There are many female runners that I admire. The sheer power that oozes from their bodies is a thing of inspiration. The first time I watched the 2012 Olympic 4×100 Relay, I cried from excitement. Re-watching it still spikes my adrenaline. Here’s a link to the youtube recap:
There’s the obvious choice of Kathrine Switzer, the infamous first woman to run the Boston Marathon with numbers. She says in her biography regarding the sign up:
We checked the rule book and entry form; there was nothing about gender in the marathon. I filled in my AAU number, plunked down $3 cash as entry fee, signed as I always sign my name, “K.V. Switzer,” and went to the university infirmary to get a fitness certificate. (source)

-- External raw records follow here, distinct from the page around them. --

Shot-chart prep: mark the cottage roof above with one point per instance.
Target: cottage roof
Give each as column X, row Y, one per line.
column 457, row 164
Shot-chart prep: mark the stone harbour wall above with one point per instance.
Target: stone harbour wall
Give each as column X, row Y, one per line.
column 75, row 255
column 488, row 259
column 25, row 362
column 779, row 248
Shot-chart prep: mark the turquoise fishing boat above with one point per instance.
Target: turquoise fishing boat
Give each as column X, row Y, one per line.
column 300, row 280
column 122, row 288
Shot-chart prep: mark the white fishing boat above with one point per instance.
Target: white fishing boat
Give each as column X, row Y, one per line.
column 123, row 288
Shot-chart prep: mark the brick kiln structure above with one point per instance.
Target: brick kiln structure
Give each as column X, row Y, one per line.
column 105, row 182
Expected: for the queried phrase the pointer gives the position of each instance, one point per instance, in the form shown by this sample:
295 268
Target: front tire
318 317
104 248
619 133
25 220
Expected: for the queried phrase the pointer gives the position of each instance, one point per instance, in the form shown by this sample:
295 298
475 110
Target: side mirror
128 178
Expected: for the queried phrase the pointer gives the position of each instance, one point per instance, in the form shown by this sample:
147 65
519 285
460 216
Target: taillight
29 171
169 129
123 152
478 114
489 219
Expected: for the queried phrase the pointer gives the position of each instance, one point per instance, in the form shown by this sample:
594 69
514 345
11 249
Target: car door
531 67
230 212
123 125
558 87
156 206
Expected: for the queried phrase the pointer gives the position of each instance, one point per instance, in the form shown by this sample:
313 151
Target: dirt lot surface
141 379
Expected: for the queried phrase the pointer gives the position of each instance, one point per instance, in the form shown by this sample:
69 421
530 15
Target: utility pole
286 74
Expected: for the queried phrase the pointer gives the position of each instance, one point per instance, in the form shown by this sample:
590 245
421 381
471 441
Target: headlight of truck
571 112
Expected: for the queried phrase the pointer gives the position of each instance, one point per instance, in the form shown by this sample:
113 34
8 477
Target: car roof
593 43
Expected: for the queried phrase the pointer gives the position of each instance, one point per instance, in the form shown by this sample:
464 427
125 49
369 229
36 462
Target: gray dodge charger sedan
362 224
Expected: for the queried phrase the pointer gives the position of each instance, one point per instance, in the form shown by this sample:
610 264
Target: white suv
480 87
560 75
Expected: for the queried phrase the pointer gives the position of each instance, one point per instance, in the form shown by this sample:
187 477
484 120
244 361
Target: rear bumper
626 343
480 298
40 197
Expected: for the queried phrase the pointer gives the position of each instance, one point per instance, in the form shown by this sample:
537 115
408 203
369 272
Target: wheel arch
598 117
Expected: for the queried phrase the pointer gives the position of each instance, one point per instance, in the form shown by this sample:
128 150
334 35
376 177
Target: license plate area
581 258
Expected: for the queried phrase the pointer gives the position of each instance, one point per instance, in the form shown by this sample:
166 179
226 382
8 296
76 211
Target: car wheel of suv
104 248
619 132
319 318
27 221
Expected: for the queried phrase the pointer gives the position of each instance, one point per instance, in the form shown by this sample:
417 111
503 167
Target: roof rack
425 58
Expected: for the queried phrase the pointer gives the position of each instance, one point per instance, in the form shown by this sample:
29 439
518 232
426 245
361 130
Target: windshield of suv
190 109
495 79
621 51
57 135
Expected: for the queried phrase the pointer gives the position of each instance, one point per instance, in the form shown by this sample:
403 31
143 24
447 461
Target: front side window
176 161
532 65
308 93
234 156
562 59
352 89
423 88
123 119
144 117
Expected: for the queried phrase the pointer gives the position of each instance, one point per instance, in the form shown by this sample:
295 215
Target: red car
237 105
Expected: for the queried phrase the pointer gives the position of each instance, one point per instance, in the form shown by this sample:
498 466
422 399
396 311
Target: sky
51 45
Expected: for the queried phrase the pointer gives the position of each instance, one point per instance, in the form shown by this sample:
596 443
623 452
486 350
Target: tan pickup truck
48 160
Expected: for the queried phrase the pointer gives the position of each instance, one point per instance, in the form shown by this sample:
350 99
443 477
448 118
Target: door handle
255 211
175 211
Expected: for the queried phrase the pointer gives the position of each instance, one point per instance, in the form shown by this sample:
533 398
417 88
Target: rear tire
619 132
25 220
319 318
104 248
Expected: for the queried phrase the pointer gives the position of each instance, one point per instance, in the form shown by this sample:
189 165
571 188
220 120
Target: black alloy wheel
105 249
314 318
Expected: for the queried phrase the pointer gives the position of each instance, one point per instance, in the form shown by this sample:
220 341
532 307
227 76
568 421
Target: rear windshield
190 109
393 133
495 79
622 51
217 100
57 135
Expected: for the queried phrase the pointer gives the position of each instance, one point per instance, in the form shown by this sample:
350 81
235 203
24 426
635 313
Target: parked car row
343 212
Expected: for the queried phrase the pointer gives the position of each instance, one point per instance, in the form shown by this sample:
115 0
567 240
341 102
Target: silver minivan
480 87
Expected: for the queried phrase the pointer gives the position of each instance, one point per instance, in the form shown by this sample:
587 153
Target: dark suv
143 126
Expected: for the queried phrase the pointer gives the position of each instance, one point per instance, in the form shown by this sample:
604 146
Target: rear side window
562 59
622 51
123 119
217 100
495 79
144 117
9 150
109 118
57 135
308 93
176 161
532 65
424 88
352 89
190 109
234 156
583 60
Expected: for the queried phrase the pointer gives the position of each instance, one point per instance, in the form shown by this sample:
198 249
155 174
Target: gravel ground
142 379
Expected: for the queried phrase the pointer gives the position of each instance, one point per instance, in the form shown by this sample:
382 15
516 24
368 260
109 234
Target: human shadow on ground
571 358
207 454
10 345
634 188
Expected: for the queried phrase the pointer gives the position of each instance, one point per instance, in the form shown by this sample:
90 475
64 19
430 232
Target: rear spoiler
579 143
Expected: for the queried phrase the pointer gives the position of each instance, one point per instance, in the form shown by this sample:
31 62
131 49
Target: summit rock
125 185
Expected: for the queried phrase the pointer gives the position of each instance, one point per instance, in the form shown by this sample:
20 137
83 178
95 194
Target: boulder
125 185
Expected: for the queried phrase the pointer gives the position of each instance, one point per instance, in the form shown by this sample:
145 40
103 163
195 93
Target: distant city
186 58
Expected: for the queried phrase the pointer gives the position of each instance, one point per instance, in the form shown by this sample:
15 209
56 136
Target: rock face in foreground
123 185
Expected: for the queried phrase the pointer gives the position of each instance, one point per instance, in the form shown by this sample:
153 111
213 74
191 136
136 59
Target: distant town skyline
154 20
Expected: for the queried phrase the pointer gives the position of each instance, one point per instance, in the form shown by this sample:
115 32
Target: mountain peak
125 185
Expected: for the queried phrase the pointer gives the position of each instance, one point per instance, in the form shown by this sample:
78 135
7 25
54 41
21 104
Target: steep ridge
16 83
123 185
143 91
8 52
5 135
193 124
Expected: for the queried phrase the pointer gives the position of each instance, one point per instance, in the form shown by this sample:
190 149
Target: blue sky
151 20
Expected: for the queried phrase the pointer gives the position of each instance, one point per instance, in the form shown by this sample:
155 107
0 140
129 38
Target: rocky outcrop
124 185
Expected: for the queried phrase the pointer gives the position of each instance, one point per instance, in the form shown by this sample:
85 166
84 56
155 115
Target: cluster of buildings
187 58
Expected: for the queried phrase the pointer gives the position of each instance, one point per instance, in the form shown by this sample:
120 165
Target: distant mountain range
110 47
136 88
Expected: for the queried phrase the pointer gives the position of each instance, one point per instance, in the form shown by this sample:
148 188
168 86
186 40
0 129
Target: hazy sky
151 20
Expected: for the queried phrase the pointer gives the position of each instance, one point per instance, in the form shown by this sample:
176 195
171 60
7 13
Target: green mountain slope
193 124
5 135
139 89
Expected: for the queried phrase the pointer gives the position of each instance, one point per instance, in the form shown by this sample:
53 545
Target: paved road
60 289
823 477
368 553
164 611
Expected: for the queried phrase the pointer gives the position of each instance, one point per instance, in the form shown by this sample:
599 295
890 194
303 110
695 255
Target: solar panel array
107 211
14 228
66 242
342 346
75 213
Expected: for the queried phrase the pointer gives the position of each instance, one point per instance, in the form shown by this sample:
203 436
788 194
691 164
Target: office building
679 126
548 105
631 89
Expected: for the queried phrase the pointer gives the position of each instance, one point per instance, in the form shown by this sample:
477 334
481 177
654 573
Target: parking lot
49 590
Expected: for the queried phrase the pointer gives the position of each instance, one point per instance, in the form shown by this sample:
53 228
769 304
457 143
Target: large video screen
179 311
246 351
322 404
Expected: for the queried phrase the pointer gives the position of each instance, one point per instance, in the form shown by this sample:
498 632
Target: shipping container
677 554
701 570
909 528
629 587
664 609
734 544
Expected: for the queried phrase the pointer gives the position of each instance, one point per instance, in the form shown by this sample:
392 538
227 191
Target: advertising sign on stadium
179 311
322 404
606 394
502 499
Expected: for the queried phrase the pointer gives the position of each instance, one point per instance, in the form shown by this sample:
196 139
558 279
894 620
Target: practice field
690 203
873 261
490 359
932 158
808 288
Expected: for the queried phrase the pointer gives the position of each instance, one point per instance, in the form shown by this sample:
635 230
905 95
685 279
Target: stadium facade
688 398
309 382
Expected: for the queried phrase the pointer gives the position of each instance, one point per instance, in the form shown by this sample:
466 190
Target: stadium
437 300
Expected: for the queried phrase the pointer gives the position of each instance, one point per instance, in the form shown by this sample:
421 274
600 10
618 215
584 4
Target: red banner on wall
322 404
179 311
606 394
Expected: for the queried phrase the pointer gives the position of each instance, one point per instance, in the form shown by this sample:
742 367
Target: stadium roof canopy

There were 741 runners in the 1967 Boston Marathon. A few miles in, race director Jock Stemple noticed Kathrine’s gender and assaulted her, screaming famously, “Get the hell out of my race and give me those numbers!” Kathrine’s coach Arnie and boyfriend Tom were also running the race. Arnie screamed back at Jock and when he wouldn’t cease trying to rip the numbers of Kathrine’s body, Tom body-checked Jock hard enough that he flew to the side of the road. Kathrine describes feeling humiliated, terrified they were going to get arrested, and finally, enraged. She finished the race with bloodied feet, (way ahead of her boyfriend) to a crowd of a few people and several more reporters.
Above is another woman that ran before my time. Florence Griffith Joyner was the dominating female sprinter of the 1980’s. She was famous for her custom designed running spandex and long nails. She was extensively tested for steroid use but was always found clean. Flo Jo died at age 38 from a seizure. The above photo shows her running the 200m at the 1988 Olympics in Seoul, South Korea. My favorite quote from Flo Jo is as follows:
“When anyone tells me I can’t do anything… I’m just not listening any more.”
Finally, the woman that inspired me when I was little: Uta Pippig. This unstoppable German woman won her third Boston Marathon on Patriot’s Day in 1996 with a time of 2:27:12.6 and a menstruation situation throughout. I was all eyes when I was little- I wanted to run the Boston Marathon because of Uta Pippig. She ran through discomfort and absolutely dominated.